In this high-risk sample of residential care leavers, a higher burden of early adversity and trauma was associated with longer telomeres. Trauma exposure and PTSD, however, were associated with lower hair cortisol concentrations. Our findings that adversity and trauma are associated with longer TL are contrary to many studies but not all prior studies and add findings from a rare high-risk sample to the complexity of this literature. Our findings on PTEs, PTSD and HCCs are in line with other studies that find a state of hypocortisolism related to chronic adversity and PTSD. Thus, hypocortisolism might explain findings of longer TL in participants with high adversity and trauma load. Better measurement of adversities and trauma, multisystem biomarker approaches, and more research in high-risk samples is warranted.

Author contributions

Conceptualization, DB, VC, MS, and AOD; biomarker analyses AE and NV; data analysis, DB and EU; writing—original draft preparation, DB, VC, and AOD; writing—review and editing, MH, EB, EU, VC, CB, and MS; supervision, MS and AOD.; project administration, DB, MH, EB, and CB; funding acquisition, MS, and DB; All authors have read and agreed to the published version of the manuscript.

Funding

The overall longitudinal cohort study JAEL investigating the psychosocial burdens of young adults with previous residential care placements was funded by the Swiss (PI MS). The neurobiological add-on study in which blood samples were drawn and anylazed was funded by the Gertrude Thalmann Foundation of the University Psychiatric Hospitals Basel, Switzerland (PI MS and DB). AOD was supported by a US NIMH K01 Award (K01MH109871). DB was supported by two fellowships from the Dr. Botond Berde Funds of the of the “Freie Akademische Gesellschaft” Basel, Switzerland.

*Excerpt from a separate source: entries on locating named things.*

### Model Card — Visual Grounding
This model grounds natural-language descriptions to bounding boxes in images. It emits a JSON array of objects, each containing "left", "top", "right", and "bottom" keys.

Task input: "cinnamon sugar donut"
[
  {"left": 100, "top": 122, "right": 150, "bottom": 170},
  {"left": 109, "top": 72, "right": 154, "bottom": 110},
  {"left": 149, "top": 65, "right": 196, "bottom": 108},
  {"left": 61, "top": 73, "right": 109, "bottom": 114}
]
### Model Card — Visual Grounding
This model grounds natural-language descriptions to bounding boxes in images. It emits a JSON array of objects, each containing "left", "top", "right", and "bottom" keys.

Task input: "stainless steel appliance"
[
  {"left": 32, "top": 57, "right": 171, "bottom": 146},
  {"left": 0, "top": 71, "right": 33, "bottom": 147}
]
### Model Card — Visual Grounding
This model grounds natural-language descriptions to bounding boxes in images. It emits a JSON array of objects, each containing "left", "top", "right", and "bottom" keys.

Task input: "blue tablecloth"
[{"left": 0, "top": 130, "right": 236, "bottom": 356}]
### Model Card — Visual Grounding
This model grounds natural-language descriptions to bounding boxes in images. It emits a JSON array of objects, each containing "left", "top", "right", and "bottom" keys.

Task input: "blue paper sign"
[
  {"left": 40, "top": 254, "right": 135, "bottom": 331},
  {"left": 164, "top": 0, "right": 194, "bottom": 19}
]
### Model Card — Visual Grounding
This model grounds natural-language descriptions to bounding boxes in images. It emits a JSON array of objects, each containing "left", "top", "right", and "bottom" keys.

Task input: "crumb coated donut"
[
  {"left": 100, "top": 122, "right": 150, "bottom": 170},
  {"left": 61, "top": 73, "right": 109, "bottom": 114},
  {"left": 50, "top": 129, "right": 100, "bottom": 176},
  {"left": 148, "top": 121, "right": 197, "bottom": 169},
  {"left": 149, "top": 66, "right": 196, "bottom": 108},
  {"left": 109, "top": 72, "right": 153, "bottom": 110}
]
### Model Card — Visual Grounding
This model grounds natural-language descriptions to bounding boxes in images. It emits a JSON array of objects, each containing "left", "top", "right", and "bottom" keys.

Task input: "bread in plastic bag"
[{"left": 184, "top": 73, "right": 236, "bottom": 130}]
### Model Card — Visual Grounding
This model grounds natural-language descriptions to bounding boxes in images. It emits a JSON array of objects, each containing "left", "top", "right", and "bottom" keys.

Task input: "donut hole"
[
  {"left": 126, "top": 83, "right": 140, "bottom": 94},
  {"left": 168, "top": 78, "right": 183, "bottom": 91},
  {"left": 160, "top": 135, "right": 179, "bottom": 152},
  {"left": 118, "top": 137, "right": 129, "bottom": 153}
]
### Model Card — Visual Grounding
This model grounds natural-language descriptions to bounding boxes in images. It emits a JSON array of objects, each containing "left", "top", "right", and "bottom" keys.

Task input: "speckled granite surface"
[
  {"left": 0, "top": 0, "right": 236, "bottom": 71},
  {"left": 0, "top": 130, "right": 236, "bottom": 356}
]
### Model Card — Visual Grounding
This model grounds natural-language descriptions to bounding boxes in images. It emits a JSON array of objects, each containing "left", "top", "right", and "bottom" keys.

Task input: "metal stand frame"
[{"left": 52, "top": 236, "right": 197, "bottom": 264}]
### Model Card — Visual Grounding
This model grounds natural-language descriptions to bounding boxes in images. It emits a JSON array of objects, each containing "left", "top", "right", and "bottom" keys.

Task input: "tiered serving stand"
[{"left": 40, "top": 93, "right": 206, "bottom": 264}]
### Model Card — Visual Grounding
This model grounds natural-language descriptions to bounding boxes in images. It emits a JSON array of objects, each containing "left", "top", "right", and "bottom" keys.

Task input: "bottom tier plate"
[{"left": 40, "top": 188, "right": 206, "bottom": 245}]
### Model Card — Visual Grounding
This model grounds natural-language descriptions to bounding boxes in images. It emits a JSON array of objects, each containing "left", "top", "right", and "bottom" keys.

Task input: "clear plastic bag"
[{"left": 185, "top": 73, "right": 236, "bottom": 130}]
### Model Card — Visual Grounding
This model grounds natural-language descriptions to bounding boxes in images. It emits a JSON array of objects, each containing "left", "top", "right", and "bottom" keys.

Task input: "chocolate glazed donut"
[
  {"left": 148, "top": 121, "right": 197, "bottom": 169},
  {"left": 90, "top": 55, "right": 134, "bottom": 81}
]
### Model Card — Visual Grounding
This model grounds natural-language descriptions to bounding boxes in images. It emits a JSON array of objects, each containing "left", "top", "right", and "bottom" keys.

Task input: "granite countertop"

Institutional review board statement

The study was conducted in accordance with the Declaration of Helsinki and approved by the Ethics Committee of Northwestern Switzerland (EKNZ; Ref. 2017-00718; 30.06.2017).

Informed consent statement

Written informed consent was obtained from all subjects involved in the study.

Declaration of competing interest

The authors declare no conflict of interest. The funders had no role in the design of the study; in the collection, analyses, or interpretation of data; in the writing of the manuscript, or in the decision to publish the results.